Meanwhile in Uzbekistan….Googoosha says let them eat cake…or is it let them wear mink?: Gulnara Karimova and Uzbekistan’s Imaginary Middle Class
Gulnara and Yudashkin at fashion show in Tashkent
In my last post, I noted the growing middle class that sets Kazakhstan apart from the rest of Central Asia. This middle class could be the driving force of gradual change in Kazakhstan as the country’s elite will need to address the needs of this emergent class in order to retain the economic stability that is keeping pockets (or Swiss bank accounts) full at the top. By contrast, while there is a thin layer of society in Uzbekistan, working for international organizations and companies or for the government, which can be concerned about more than bread, the majority of the country is living hand to mouth.

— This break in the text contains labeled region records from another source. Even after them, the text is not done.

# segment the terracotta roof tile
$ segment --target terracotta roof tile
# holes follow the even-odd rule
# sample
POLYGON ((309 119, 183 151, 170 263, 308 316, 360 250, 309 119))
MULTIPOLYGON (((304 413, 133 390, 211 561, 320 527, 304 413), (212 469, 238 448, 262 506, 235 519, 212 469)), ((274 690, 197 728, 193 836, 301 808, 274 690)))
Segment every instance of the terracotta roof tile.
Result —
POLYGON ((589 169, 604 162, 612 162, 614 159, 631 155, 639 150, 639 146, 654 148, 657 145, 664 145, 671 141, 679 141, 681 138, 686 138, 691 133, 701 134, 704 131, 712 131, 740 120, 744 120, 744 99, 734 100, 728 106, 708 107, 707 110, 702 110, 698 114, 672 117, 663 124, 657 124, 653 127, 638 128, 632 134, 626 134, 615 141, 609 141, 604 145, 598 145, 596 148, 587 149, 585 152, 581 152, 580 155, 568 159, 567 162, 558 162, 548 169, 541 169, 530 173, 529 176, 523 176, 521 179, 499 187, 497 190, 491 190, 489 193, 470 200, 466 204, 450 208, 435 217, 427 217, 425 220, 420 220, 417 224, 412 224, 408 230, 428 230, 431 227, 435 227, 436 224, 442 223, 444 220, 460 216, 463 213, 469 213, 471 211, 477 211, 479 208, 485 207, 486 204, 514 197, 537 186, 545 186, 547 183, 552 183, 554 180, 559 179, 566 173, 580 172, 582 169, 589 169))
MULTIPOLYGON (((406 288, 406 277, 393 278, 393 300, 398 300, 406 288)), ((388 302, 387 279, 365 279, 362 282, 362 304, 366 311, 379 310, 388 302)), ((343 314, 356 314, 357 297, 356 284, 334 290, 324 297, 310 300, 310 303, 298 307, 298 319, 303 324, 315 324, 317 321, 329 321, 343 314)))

That situation, however, does not seem to worry the elite, which continues to create a world of luxurious events in order to create a Potemkin’s village of middle class lifestyle in Tashkent. The latest such event was a Valentine Yudashkin fashion show organized by President Karimov’s eldest daughter Gulnara. According to the Russian paper Kommersant, Gulnara was the center of attention and received a standing ovation when she addressed the audience (it appears that Googoosha is loved for more than her singing). As Kommersant described it, ”how can you not love the eldest daughter of the president of Uzbekistan: she is beautiful, intelligent, and elegant, like a princess from a fairy tale.”
Kommersant also notes that other luminaries in attendance included two of Russia’s wealthiest Uzbek businessmen, Iskander Makhmudov of mineral and print media fame and Alisher Usmanov, who has recently taken over the helm at Kommersant while continuing to play a prominent role in Gazprom. Apparently the piece de resistance of the evening was the presentation of a mink coat with different colored pieces constructing a “traditional” Uzbek pattern (Atlas?). The whole scenario is reminiscent of Marie Antoinette’s supposed comment about the starving French peasantry – “let them eat cake.” In this case, is the princess trying to say “let them wear mink” right before the winter cold sets in? Well, we all know what happened to Marie Antoinette.